Festas e comemorações são temas recorrentes nos registros dos artistas viajantes que passaram pelo Brasil no século XIX. A observação da sociedade, de suas celebrações, de seus costumes e trajes era importante no trabalho desses artistas, embora o foco principal fosse outro. Eles estavam interessados em registrar a fauna, a flora e a riqueza mineral para evidenciar as potencialidades econômicas do país. Seguiam a principal lição do naturalista Alexander von Humboldt (1769-1859), de que tudo está interligado: fauna, flora, clima, posição geográfica eram alguns aspectos determinantes do tipo de sociedade que se desenvolvia naquele lugar. 

Scène de carnaval / Paveurs. Marchande d´atacaça

Jean-Baptiste Debret dedicou alguns capítulos de seu livro Voyage Pittoresque et Historique au Brésil [Viagem pitoresca e histórica ao Brasil] aos festejos brasileiros. Na imagem acima, intitulada Cena de Carnaval, Debret registra uma brincadeira comum entre as camadas populares no Rio de Janeiro, que era a de jogar água e farinha de trigo nas pessoas, para torná-las “brancas”. Na litografia, também há, junto à porta, um jovem mexendo em um tabuleiro com limões (ou laranjas) de cheiro: bolas de cera com água perfumada que as pessoas jogavam umas nas outras. A obra é uma típica cena de carnaval carioca do início do século XIX, com jogos dos quais até a família imperial participava. Somente a partir de 1840 o carnaval ficou mais parecido com o que é hoje, com desfiles de rua embalados por música, fantasias e máscaras, além de bailes em locais fechados para a elite. 

O carnaval era só uma das celebrações do calendário brasileiro oitocentista. As cidades eram tomadas por festejos o ano todo. Nas festas cívicas e nos aniversários oficiais, os soberanos portugueses e a família imperial lideravam  a comemoração. Já em algumas celebrações religiosas, os mais pobres e os escravos eram os protagonistas nas ruas e igrejas com congadas, cavalhadas, batuques e procissões. 

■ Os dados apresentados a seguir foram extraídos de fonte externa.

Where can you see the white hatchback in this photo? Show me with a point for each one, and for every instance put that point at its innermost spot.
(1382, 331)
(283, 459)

Brulement de l´effigie du Juda le Samedi Saint

No relato dos viajantes, é possível observar que o sincretismo já se manifestava. Na festa em homenagem à Nossa Senhora do Rosário, era comum que os negros realizassem rituais da cultura africana, como a coroação do Rei do Congo. As irmandades do “Rosário dos Pretos”, como eram chamadas, eram exclusivas dos escravos. Já no dia de São Jorge, Ogum, orixá da mitologia iorubá, passou a ser comemorado pelos negros no Rio de Janeiro.

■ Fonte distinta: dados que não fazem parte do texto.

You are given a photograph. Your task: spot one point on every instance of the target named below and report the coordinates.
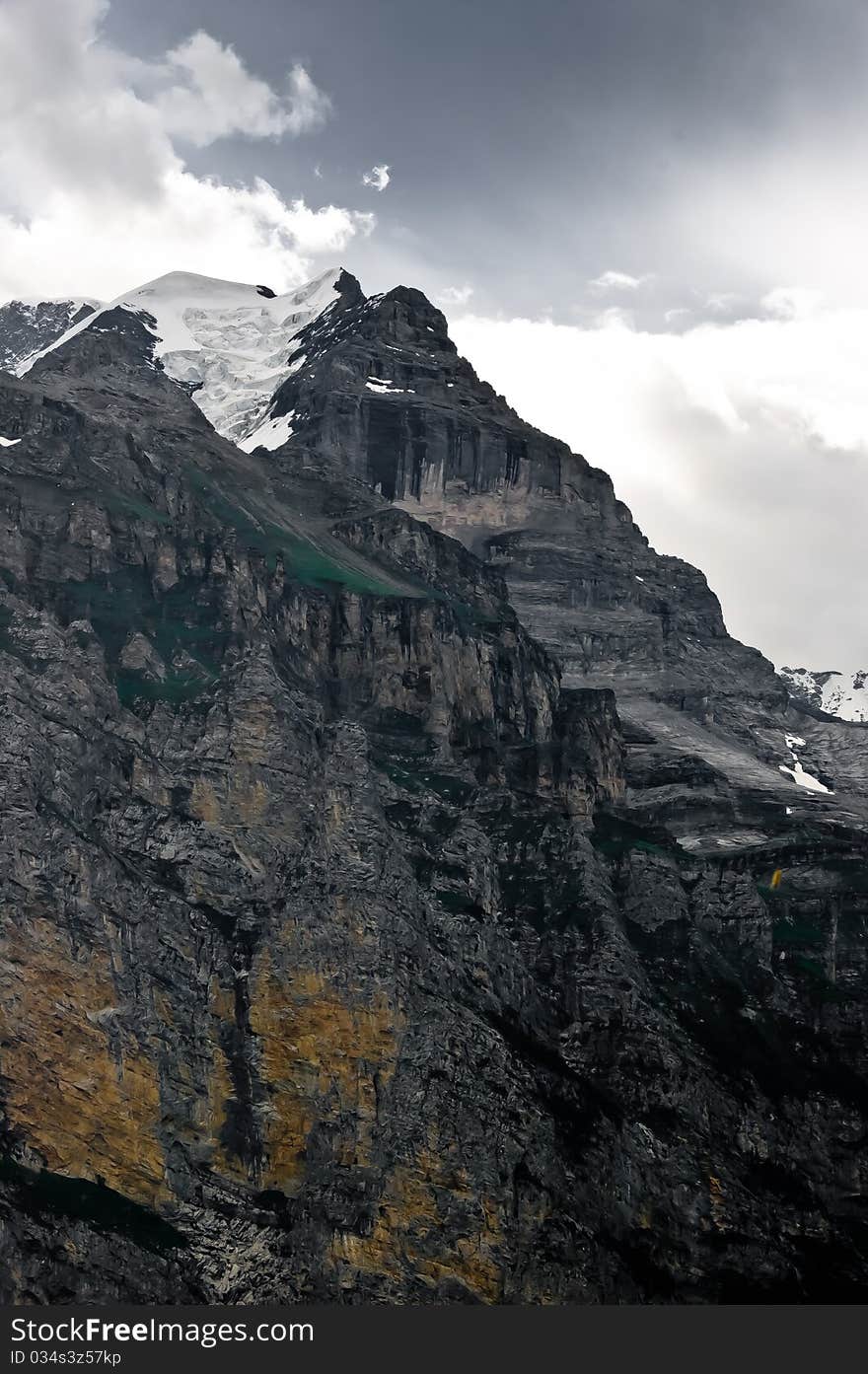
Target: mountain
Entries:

Danse de Nègres Musiciens jouant les instruments de leur pays
L'aveugle chanteur
Playing the Marimba

Alguns instrumentos musicais aparecem frequentemente nos registros dos artistas viajantes: o violão, o berimbau, o aguê ou piano de cuia, como passou a ser conhecido por aqui, e a marimba. Sobre ela, Debret escreveu: “Os negros de Angola devem ser citados como os mais musicistas e são sobretudo notáveis pelos instrumentos que fabricam, entre eles a marimba, ou viola de Angola, espécie de lira de quatro cordas. (...) A marimba, espécie de harmônica, feita de lâminas de ferro fixadas sobre um pedaço de madeira, e presas por um cavalete. Cada uma das lâminas vibra à pressão do polegar do músico, que as dobra, produzindo um som harmonioso quando voltam ao lugar”.  

San-Salvador

Nas festas de rua foram criados gêneros musicais, como o lundu, derivado do batuque africano. Em relação ao batuque, o pintor alemão Johann Moritz Rugendas fez um relato que resume  a visão dos estrangeiros sobre as festas populares brasileiras. No livro Voyage Pittoresque et Historique au Brésil [Viagem pitoresca e histórica ao Brasil], Rugendas caracterizou o batuque como uma dança habitual do negro: “Apenas se reúnem alguns negros e logo se ouve a batida cadenciada das mãos. É o sinal de chamada e de provocação à dança” que, segundo ele, “consiste em certos movimentos do corpo que talvez pareçam demasiado expressivos, são principalmente as ancas que se agitam enquanto o dançarino faz estalar a língua e os dedos, acompanhando um canto monótono, os outros fazem círculo em volta dele e repetem o refrão”. 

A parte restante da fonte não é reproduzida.